As shown in a previous clinical trial, M101 , when used in preservation solution in renal transplantation, prevents delayed graft function (DFG), a signature of ischemia/reperfusion injury. The role of M101 on ischemia/reperfusion is further supported by the observations that M101 was effective in a dose-dependent manner to block the release of the anaphylatoxins C3a and C5a, an inhibition that is critical to prevent ischemia/reperfusion injury as reported within the C3aR/C5aR knock-down model. Indeed, anaphylatoxins are potent mediators of inflammation and exert their innate and adaptive functions via their cognate receptors present on phagocytic cells (e.g., neutrophils and macrophages) and T/B cells. M101 also leads to a decrease in C3d deposition from anti-HLA DSA as demonstrated when using a graft immunocomplex capture fluorescence analysis technique. Altogether these results indicate that M101 allows the preservation of allograft organs from complement-mediated injury, which can be achieved by two ways: one indirect through maintaining the aerobic metabolism therefore avoiding the activation of the complement, and one direct through a direct inhibition exerted on the C3 convertase. These results bring an explanation of the benefits brought by M 101 not only to preserve graft quality but also to avoid inflammation and transplant rejection, which may prevent subsequent use of complement pathway inhibitors such as eculizumab.

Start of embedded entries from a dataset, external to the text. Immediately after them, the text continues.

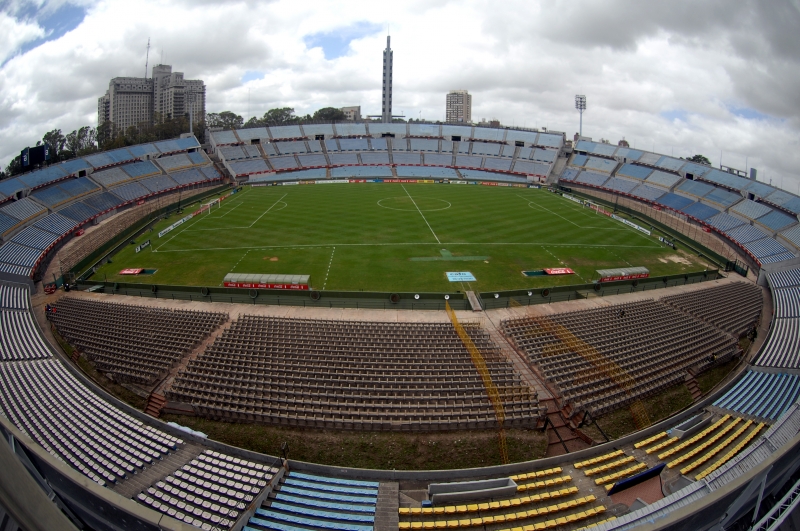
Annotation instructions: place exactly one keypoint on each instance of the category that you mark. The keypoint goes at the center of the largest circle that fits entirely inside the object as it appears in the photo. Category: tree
(82, 141)
(699, 159)
(224, 119)
(329, 114)
(56, 141)
(14, 167)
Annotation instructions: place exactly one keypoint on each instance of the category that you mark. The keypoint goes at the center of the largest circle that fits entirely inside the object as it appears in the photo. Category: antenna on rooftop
(147, 60)
(580, 104)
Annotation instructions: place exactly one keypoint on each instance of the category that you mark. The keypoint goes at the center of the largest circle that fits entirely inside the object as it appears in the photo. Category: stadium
(670, 266)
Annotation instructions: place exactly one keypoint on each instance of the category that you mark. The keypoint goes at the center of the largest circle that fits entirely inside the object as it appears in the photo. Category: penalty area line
(267, 210)
(421, 214)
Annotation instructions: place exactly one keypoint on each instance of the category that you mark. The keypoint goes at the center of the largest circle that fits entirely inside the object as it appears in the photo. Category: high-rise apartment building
(135, 100)
(386, 112)
(352, 113)
(458, 107)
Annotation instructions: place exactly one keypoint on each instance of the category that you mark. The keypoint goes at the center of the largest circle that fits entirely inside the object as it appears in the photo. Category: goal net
(208, 207)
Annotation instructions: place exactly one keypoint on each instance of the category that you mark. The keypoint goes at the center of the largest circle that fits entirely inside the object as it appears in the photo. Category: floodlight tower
(580, 104)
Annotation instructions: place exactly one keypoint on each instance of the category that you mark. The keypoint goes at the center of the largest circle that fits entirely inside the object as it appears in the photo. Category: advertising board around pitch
(460, 276)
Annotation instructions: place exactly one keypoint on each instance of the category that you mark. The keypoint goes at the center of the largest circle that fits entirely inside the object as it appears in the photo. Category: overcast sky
(720, 77)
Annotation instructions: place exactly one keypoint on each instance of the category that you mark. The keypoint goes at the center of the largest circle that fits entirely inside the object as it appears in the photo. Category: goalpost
(209, 206)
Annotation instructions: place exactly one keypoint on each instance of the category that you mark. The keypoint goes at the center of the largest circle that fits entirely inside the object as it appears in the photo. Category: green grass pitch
(395, 237)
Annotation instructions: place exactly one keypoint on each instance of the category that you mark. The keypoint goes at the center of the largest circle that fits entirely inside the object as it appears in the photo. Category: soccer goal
(208, 207)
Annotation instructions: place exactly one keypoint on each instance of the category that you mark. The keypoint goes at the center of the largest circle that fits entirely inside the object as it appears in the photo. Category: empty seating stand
(544, 500)
(303, 501)
(351, 375)
(603, 359)
(47, 403)
(210, 492)
(734, 307)
(133, 343)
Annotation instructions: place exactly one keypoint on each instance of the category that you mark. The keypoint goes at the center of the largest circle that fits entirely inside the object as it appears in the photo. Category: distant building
(458, 108)
(386, 111)
(135, 100)
(352, 113)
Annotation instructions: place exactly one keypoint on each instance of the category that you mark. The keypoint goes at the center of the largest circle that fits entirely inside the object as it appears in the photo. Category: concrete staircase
(155, 403)
(692, 385)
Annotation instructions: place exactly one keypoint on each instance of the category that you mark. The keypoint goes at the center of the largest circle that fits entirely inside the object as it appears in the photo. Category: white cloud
(15, 33)
(638, 65)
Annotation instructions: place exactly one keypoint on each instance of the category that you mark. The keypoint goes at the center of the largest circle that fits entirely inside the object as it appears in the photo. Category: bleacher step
(474, 302)
(692, 386)
(155, 403)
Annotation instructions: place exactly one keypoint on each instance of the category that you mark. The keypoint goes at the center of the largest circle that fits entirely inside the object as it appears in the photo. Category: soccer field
(395, 237)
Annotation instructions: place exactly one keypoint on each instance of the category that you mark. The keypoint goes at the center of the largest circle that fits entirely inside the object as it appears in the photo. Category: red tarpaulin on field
(559, 271)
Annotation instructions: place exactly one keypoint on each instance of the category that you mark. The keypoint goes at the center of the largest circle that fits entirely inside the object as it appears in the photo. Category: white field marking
(420, 213)
(240, 260)
(328, 272)
(231, 210)
(562, 263)
(180, 230)
(618, 256)
(537, 205)
(267, 210)
(228, 202)
(239, 228)
(535, 244)
(449, 204)
(574, 206)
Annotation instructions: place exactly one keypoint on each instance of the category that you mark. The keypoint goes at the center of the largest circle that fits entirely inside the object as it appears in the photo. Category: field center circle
(405, 204)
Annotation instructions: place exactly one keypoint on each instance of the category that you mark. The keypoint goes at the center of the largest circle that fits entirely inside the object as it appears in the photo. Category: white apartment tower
(458, 107)
(386, 113)
(134, 100)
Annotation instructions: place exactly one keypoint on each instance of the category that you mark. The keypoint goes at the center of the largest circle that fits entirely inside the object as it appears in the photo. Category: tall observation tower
(387, 82)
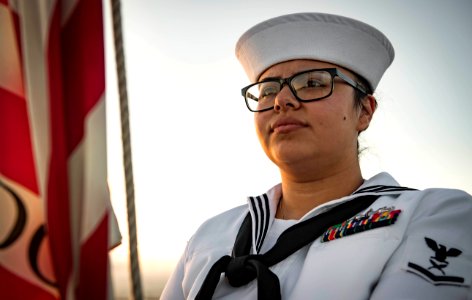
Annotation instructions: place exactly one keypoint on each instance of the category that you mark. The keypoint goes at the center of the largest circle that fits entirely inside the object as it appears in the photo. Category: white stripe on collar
(263, 208)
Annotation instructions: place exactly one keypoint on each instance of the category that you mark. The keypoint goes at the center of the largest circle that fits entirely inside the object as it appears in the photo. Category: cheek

C3-targeted inhibitors and their transfer to the clinic are considered as promising. Indeed, C3 specific inhibitors using peptides and nanobodies platforms have been developed, with clinical trials conducted in a large panel of diseases including periodontal inflammation and COVID-19 with AMY-101 , in paroxysmal nocturnal haemoglobinuria with pegcetacoplan, and in acute antibody-mediated graft injury and age-related macular degeneration with Cp40. In addition to its anti-complement properties, M101 has original characteristics including oxygen carrier, anti-inflammatory, anti-bacterial and superoxide dismutase antioxidant properties. It is further notable that no immunological, allergic or prothrombotic effects were associated with M101 injection in mice, and, in contrast to cell-free HbA, M101 did not lead to hypertension, myocardial infarction, renal damage, complement activation or tissue toxicity, which supports systemic usage. All these properties open new perspectives for M101 to treat ischemia pathologies inducing hypoxia, production of ROS, complement activation and inflammation.

In conclusion, the inventors have presented here that M101 inhibits the CDC-XM, classical and alternative complement pathways, and anaphylatoxin C3a and C5a releases. Such effects most probably rely on the capacity of M 101 to avoid activation of the complement system when used at therapeutic concentrations (1 -5 g/L). Importantly, these effects coupled with the exceptional properties of M101 (e.g; anti-inflammatory, antioxidant, non- immunological) open new therapeutic perspectives including in transplantation to prevent ischemia/reperfusion and allogenic humoral rejection, as well as in other complementactivation associated diseases. fraction C3a in

Material and methods

In an attempt to determine whether systemic injection of M101 affects in vivo the endogenous activation of the complement pathway, 4 dogs (Beagles) were selected.

At 29-32 months old, dogs were exposed to M101 using intravenous injection (IV) in its liquid form: dog 1 (M101 : 1 .097 mg/kg); dog 2 (0.5 mg/kg); dog 3 (1 .796 mg/kg); and dog 4 (3.032 mg/kg).

Peripheral blood plasma was collected at TO (before test), T10 (10 min after injection), T60 (60 min), Texp (after extubation), T24 (24h) and T48 (48h). Finally, the complement split product C3a (abx150230, Abbexa, Cambridge, UK) was tested and expressed in ng/mL according to the manufacturer’s instructions.

Results Following M101 injection, the endogenous and basal level of C3a decreased (median: 34.5 ng/mL (IQR: 28.6-35.8)) at TO versus 18.5 ng/mL (IQR: 17.6-20.8) at T24 and 17.8 ng/mL (IQR: 17-18.5) at T48 (p=0.03 and 0.04, respectively).

This time effect was independent from M101 concentrations when using M101 >0.5 mg/kg. Altogether this supports that M101 is effective to prevent endogenous C3a split product release from C3 complement fraction in vivo.